LS: Ama hâlâ şiir yazıyorsunuz. Gürültülü Yalnızlık2 benim için sahiden muazzam bir şiir.
BH: Bir balad, ki baladın özel bir havası vardır.
LS: Bay Hrabal, Gürültülü Yalnızlık’ı ne zaman yazdınız?
BH: 1974 olmalı. Herhangi bir olgunluk eseri vermişsem eğer, olgunluğumun zirvesi budur. Kendi yordamımca bir çağın sona erip bir başkasının başladığını yazmaya çalışıyordum sadece. Kitabın kahramanı Haňťa her şeyi eski usulde, elle yapmaya alışıktı; Çek toplumunda makinelerin sahneye çıkmasıyla beliren bir kırılmayı cisimleştiriyordu. Kitabı gerçekçi olarak tasarlamıştım ama simgesel bir tarafı da vardı. Yüzyıllarca ya da bin yıl süren bütün o çağın kırılma noktası Haňťa; dökülen kalasların kıymıkları var onun içinde. Haňťa yaşayan birisiydi ama ona verdiğim düşünsel güçten yoksundu. Gerçekti yani, ikimiz de ayyaştık. O gürültülü yalnızlıkta ifade edilen, bir çağın kırılma noktasına ulaşıp bir başkasının başlamakta olduğu nokta – ki bilindiği üzere, insan toplumunda pek sık olmaz bu. Sadece bir kere olur. Uzun zaman önce klasik antikite sona ermiş ve Hıristiyanlık çağı başlamıştı. Yepyeni bir düşünme biçimi. O zamanlar acı çekenler eski, klasik biçimde yaşayanlardı, çünkü başka bir şeyi hayal edemiyorlardı. Sonra yepyeni bir model geldi; sadece düşünme biçimi ve felsefi anlayış değil, yaşam biçimi ve toplum yapısı bakımından yepyeni bir model. Bay Hrabal’ınızın işi de değişimi kaydetmekti. Bu değişimi öyle bir kaydettim ki Hašek’in Şvayk’ı gibi okunabilir. Öte yandan Hašek’e nispeten biraz daha nitelikli bir edebiyat. Şimdilerde Çek okuru, daha doğrusu aritmetik olarak ortalama Çek okuru daha kültürlü. Yer yer şiire kayan üslubum okurun Haňťa’yı içerikle bağdaştırmasına engel olmuyor. Her kitabım daima iki kere okunabilir. Hem düzanlamıyla hem de simgesel anlamının ne olabileceğini hesaba katarak. Ama şu da var ki kitapta simgesellik olmasını istemem genelde. Benim için hepsi gerçek.

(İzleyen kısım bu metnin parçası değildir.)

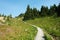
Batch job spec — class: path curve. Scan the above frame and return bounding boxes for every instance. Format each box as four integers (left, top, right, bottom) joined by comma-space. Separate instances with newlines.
24, 22, 45, 40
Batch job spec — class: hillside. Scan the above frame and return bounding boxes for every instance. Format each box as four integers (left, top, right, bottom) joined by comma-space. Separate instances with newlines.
0, 18, 37, 40
26, 17, 60, 40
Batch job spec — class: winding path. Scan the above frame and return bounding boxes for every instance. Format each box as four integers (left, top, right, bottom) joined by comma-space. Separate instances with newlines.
24, 22, 45, 40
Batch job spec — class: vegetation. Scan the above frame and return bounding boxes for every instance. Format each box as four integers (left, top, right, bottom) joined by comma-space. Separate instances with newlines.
26, 17, 60, 40
0, 17, 37, 40
23, 4, 60, 21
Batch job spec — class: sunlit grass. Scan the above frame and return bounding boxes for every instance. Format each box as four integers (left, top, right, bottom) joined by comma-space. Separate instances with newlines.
0, 18, 37, 40
27, 17, 60, 37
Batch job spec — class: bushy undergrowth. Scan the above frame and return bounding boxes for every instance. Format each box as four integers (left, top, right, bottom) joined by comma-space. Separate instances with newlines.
27, 17, 60, 38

LS: Ama işler her zaman istediğiniz gibi gitmez.
BH: İnsanlar ex post simgeler koyuyor. Alegori olarak aldıkları şeyin ne anlama geldiğini tefsirle açmaya çalışıyorlar. Hayır. A priori olarak asla simgeler veya alegoriler içinde yazmam. Ama olur ya – o zaman da olsa olsa dar alanda kıvrak bir Hidegkuti çalımı…
LS: Ama okurlar yaratıcıdır ve fikirlerinizi ileri taşır. Ne de olsa, bizzat dediğiniz gibi, romanlarınız yarı hazır yemekler gibi.
BH: Evet, öyle. İsteyen kendi hayalinde çeşnilendirebilir…
LS: Bunlar kendi anılarınız mı?
BH: Hayır, anı demezdim. Daha ziyade beni sürekli izleyen bir deneyim gibi, ortaya çıkma zamanı gelinceye kadar demlenip olgunlaşıyor –bir kadının hamilelik süreci gibi– sonra olan biteni çok kesin ve net biçimde görüyorum ve suretini çıkarmaktan pek fazla bir şey yapmıyorum. Yazdıkça büyüyüp gelişiyor ama eşref saatini yakalamak gerek, tam olgunlaştığı ölçüyü. Sıkı Kontrol Edilen Trenler üzerinde çalışırken on, on iki yıl boyunca kafamda evirip çevirdim. İşi hızlandırmanın bir yolu yok. Bir anda fark ediyorsun ki elindeki sadece içerik değil, içeriğin kendisi senin için biçimi de belirliyor.
LS: O halde olayla mesafelenmeniz gerektiğini söylüyorsunuz.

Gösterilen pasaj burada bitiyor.